More on lumber camp cooks and cookees! Although the cook was in charge of the camp cookhouse, the cookee (next in the hierarchy and often had lesser cookees performing other tasks under his direction). I found all this interesting as I was told my grandfather Wyman was a cookee at a camp on Moosehead Lake in the early days.
Often the cookee had served an apprenticeship for a time. The “head cookee” had important jobs such as putting the codfish to soak, preparing the meats, changing the water on the beans and supervising the setting of the table. His job was to actually serve the meal as the cook was not seen during the meal…his job was done once the meal was cooked.
The cookee received newcomers at the door and showed them where to sit and immediately produced the necessary plates, dippers and utensils. If a newcomer tried to make conversation with his seatmates, the cookee would deliberately point to the “No Talking” sign. Talking was discouraged to speed up the eating process and allow time for clean the eating area and get the dishes washed.
During winter, the head cookee peeled potatoes, cut bread or cake and enjoyed the warmth of the cookhouse while the lesser cookees were outside splitting wood or hauling food-laden sleds to where some men were still at work cutting. In the heat of summer, again, the head cookee remained inside perhaps playing solitaire with the cook.

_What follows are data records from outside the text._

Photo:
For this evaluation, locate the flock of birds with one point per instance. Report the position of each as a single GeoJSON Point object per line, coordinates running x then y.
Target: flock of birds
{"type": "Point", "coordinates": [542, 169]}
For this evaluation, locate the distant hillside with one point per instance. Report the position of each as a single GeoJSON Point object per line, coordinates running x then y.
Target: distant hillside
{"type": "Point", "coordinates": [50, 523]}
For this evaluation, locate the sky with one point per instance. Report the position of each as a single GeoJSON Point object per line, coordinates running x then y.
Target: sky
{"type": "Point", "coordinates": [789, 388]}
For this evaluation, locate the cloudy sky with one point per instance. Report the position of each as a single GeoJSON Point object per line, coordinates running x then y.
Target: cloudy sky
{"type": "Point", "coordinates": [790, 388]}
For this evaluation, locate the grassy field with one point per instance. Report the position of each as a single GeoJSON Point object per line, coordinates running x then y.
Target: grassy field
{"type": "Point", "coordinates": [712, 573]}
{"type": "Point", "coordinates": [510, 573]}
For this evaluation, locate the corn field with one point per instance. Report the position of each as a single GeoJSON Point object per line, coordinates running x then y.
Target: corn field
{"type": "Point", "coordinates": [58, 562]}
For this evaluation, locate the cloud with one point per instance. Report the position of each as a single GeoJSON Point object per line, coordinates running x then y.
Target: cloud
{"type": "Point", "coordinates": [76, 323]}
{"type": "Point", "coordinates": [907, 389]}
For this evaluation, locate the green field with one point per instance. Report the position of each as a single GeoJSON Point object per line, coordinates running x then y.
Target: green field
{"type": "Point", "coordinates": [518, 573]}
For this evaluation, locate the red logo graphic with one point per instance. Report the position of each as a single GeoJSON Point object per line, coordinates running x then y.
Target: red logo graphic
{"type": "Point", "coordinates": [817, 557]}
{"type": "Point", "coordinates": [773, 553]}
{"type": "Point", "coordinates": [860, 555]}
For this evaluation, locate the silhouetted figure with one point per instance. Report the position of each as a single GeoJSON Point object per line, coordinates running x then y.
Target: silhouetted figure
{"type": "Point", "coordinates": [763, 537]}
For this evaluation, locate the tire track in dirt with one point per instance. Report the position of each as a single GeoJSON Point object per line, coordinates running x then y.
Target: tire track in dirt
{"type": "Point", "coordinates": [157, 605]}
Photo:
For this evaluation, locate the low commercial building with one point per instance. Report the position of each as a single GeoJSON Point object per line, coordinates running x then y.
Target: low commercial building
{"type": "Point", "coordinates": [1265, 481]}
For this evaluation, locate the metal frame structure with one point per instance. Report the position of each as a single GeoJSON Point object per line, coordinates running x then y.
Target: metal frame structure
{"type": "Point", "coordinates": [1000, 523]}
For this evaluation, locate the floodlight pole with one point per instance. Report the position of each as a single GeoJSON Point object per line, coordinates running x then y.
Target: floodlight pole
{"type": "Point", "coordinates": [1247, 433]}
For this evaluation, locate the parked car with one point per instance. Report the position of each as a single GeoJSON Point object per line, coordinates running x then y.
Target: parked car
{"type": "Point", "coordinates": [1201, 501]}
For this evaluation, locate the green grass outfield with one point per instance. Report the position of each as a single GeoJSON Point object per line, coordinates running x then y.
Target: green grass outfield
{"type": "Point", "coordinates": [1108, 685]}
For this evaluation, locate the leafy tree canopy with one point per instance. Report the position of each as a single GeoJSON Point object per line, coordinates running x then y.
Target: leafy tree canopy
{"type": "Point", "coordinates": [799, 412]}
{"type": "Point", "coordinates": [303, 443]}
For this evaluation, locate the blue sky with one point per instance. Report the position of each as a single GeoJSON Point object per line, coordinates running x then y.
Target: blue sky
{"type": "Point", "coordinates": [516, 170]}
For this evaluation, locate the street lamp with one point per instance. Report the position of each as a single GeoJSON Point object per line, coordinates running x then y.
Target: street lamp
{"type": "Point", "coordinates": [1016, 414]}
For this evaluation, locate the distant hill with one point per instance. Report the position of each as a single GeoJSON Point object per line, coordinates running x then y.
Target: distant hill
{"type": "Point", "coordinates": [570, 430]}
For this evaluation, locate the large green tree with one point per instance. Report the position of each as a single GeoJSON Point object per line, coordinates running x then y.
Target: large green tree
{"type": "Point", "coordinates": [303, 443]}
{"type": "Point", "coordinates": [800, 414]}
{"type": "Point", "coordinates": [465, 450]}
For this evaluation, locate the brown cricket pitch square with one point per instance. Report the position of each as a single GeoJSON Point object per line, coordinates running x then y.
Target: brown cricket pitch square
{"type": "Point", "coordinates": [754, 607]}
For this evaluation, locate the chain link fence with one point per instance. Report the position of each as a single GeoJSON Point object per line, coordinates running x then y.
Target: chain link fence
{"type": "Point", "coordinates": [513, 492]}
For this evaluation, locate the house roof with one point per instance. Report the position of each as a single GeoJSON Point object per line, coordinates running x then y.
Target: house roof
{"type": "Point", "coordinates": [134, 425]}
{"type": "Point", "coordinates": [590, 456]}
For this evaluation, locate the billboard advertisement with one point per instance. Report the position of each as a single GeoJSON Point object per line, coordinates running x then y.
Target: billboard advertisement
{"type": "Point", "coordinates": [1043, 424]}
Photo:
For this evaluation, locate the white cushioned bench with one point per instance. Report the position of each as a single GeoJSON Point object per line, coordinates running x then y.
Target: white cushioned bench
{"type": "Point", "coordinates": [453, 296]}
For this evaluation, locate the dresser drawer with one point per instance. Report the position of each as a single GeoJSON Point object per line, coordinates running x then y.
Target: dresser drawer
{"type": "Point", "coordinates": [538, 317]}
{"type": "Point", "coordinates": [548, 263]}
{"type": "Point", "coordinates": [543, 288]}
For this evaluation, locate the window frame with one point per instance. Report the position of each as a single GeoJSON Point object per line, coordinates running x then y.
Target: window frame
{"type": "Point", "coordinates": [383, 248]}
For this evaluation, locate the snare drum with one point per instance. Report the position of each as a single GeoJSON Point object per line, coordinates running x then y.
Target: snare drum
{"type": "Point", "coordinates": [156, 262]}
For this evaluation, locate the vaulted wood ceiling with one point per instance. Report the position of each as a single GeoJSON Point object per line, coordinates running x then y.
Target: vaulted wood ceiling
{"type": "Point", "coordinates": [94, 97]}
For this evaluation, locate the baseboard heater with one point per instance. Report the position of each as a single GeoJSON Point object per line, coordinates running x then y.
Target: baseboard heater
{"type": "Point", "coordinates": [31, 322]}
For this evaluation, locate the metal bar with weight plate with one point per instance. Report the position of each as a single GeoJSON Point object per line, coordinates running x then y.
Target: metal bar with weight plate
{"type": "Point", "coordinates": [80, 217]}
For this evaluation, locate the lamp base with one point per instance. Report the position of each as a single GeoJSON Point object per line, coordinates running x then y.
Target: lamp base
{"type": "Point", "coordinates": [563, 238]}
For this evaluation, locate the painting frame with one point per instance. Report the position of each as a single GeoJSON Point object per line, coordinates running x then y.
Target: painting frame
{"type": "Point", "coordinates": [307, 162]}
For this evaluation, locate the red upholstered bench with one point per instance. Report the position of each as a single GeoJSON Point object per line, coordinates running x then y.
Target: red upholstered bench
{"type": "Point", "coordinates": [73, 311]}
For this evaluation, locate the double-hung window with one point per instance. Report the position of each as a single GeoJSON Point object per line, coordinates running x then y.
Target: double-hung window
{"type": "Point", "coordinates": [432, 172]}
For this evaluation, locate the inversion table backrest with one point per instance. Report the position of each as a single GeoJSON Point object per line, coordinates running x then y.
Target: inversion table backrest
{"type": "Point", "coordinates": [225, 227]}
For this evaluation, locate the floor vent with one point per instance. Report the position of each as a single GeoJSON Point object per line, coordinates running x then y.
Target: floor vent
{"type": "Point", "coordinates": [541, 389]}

The article from The Northern Magazine also mentions that “there is one duty the cookee will relegate to no one however distinguished. It is the ceremony known as ‘drying the silverware,’ otherwise the knives, forks and spoons. The technique of placing those articles in a large white bean bag sacredly kept for that purpose and of shaking them vigorously up and down and from side to side until dry is one of the things that no mere upstart without years of experience to his credit could be expected to master.” The article mentions a GNP employee who was head cookee for twenty-five years. It was a comfortable job “aside from the fact that log floors are hard on the arches!”